2. New Money, Old Story
There’s a lot of new revenue finding its way to media organizations. This last year, venture capital brought $300 million to news organizations and foundation support added nearly $150 million. Annually, the news industry brings in between $63 to $65 billion. But philanthropic investment, audience donations, and other revenue still only make up less than half of those dollars next to advertising money.
3. What’s Social Media Got to Do With it?

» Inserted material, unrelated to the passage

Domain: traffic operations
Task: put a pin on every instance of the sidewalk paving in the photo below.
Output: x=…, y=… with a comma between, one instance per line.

News continues to be important. Whether you’re a researcher like Amy Mitchell or just a social-media junkie, it’s pretty clear. About two-thirds of adults use Facebook, half of them get news there. Less than a quarter of Twitter users are adults, but half of them get their news there. News consumption continues to be the top activity on tablets and smartphones right under sending emails. The real opportunity to reach new audiences is found in young adults who make up the majority of social media consumers. They’re getting news at greater portions than older generations, mainly because they understand digital spaces like no one before them. 18-29 year-olds represent the population that is consuming news most, across every medium (phones, Facebook, Twitter) except online news videos, where 30 to 49 years-old beat them out by only one point. Young adults are still consistently absent across the board when it comes to traditional media consumption.

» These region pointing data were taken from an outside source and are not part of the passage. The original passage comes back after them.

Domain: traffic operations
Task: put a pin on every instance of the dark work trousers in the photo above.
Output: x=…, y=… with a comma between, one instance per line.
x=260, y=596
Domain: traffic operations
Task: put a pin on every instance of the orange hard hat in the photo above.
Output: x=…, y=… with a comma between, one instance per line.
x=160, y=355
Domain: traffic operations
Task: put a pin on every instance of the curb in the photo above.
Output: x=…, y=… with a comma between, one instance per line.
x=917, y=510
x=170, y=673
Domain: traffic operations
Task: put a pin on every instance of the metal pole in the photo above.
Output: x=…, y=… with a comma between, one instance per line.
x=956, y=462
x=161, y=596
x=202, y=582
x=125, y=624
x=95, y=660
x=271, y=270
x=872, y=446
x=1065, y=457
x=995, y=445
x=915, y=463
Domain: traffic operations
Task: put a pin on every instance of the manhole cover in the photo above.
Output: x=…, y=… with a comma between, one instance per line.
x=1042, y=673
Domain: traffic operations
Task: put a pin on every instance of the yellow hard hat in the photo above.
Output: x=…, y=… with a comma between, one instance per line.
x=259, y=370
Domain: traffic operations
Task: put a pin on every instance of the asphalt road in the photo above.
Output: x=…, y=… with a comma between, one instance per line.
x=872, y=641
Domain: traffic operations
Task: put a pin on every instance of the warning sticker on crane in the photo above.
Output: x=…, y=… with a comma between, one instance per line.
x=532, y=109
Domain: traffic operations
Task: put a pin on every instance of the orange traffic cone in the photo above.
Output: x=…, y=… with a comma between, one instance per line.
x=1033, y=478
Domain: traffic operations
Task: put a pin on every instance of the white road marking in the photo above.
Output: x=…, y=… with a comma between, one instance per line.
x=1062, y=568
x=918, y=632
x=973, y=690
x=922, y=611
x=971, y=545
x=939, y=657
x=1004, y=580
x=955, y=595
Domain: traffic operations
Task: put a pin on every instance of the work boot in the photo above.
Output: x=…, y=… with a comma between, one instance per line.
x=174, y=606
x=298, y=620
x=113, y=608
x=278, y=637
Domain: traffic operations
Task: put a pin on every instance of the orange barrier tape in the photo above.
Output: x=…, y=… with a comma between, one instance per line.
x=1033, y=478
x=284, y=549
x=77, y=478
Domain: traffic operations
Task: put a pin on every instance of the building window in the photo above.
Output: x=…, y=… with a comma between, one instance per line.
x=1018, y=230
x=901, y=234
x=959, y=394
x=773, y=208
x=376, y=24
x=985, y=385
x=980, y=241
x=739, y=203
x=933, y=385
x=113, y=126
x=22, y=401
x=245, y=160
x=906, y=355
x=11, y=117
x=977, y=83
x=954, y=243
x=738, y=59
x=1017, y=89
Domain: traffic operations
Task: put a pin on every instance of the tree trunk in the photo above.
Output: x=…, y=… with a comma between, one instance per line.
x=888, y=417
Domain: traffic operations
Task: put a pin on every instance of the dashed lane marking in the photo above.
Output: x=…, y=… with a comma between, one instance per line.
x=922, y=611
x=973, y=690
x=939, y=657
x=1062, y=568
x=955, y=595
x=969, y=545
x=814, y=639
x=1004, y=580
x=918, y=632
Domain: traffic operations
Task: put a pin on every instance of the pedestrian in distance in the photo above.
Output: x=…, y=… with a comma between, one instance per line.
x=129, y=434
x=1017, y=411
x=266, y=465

The flip side of this, of course, is that digital media audiences have become more engaged in news than ever before. 50% of them have shared or reposted news, videos or pictures on social media and 46% have discussed news issues or events. Amy Mitchell noted in her keynote presentation that, “The idea of civic engagement in digital spaces is real.” And that this creates an opportunity to involve a new audience in the process of news dissemination.
4. Our Population is changing (And so is your audience!)
“Our country is going through dramatic changes in population,” noted Mitchell. “ Thinking about our audiences and about the makeup of our audiences who will be looking for news tomorrow, in three years, needs to be a part of our process.” She was referring mostly to the Hispanic population in the U.S. which has grown 48% from 2000 to 2011.
Since the beginning of that influx, 13 local and 6 national Hispanic news websites have launched to better serve them. Keeping this population in mind when thinking about content will be essential, Mitchell said, as we move toward growing our newsrooms and crafting our content.